Roxie was invited to emcee the Buy Black Community Ribbon Cutting after she won the 2024 Entrepreneur of the Year award through the Greenwood Women’s Business Center.
She described the steady flow of entrepreneurs who joined her on stage as a “marathon of entrepreneurs.”
“I’ve never seen anything like this,” Roxie said.
One of the first entrepreneurs Roxie welcomed to the stage was Curzella Friday Jackson, owner of Creatively Curzella, a Tulsa business that sells body scrubs and more.
Jackson reflected on her life struggles after walking the stage and cutting the ribbon. She said she went through two marriages and that after feeling like she had nothing left, she remembered that she always had her hands.
She got creative and began making body butters, scrubs and other products. It helped her pay off her house and get back on her feet.
“That little bit that I had — I took it, and I made it happen,” Jackson said.
The Tulsa Juneteenth Festival began with the help of an entrepreneur.
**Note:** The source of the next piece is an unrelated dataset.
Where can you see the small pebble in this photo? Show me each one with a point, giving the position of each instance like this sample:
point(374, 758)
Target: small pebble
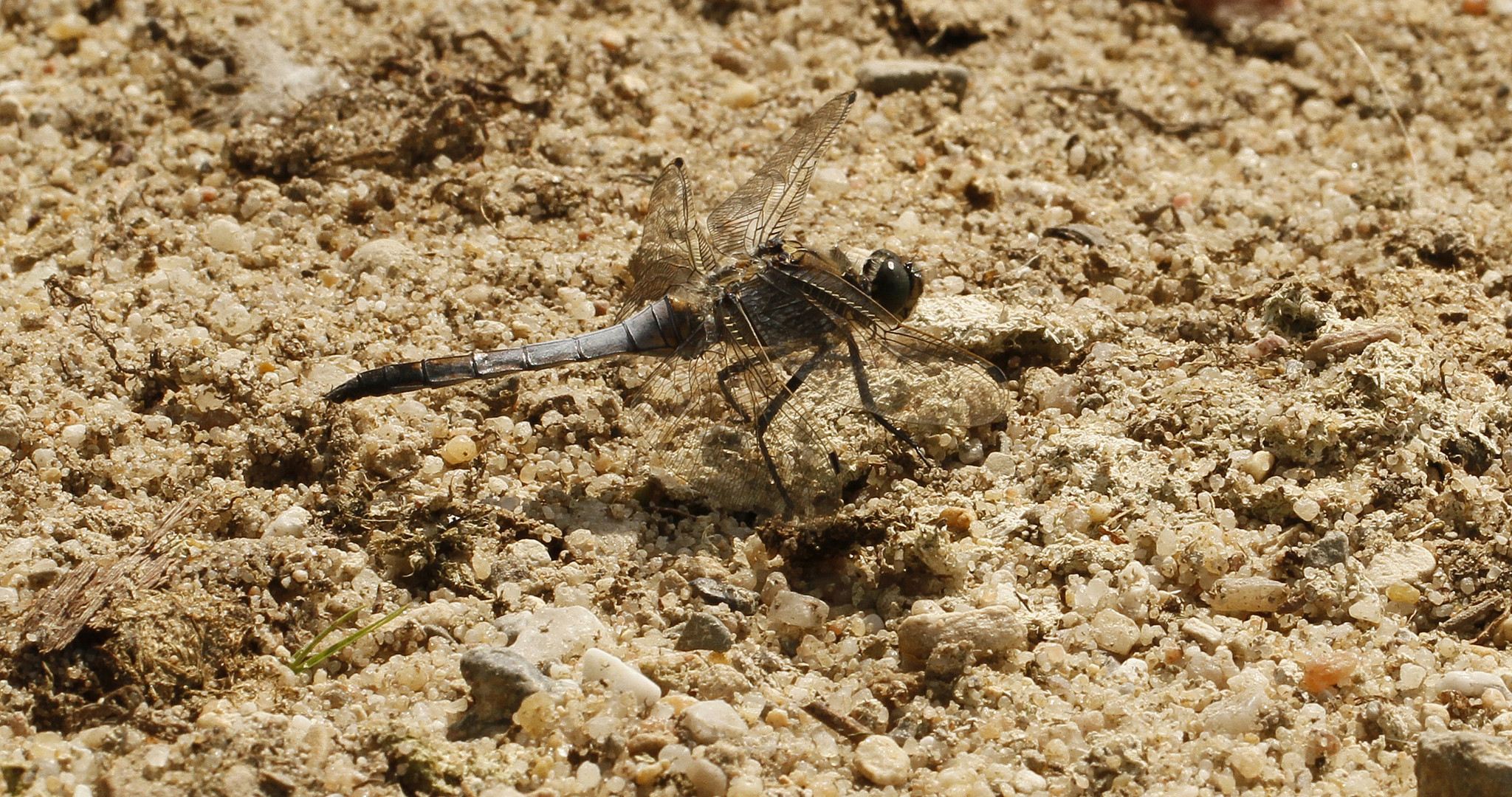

The late Sherry Gamble Smith helped start the festival, and her daughters, Lauren Corbitt-Evans and Lindsey Evans, now organize the event.
Roxie said entrepreneurs can find resources and advice at the Greenwood Women’s Business Center, the Black Economic Expo at the Greenwood Cultural Center from June 14-16 and the Black Wall Street Chamber of Commerce.
The Tulsa Juneteenth Festival is far from over. Tamar Braxton headlines the Saturday festival.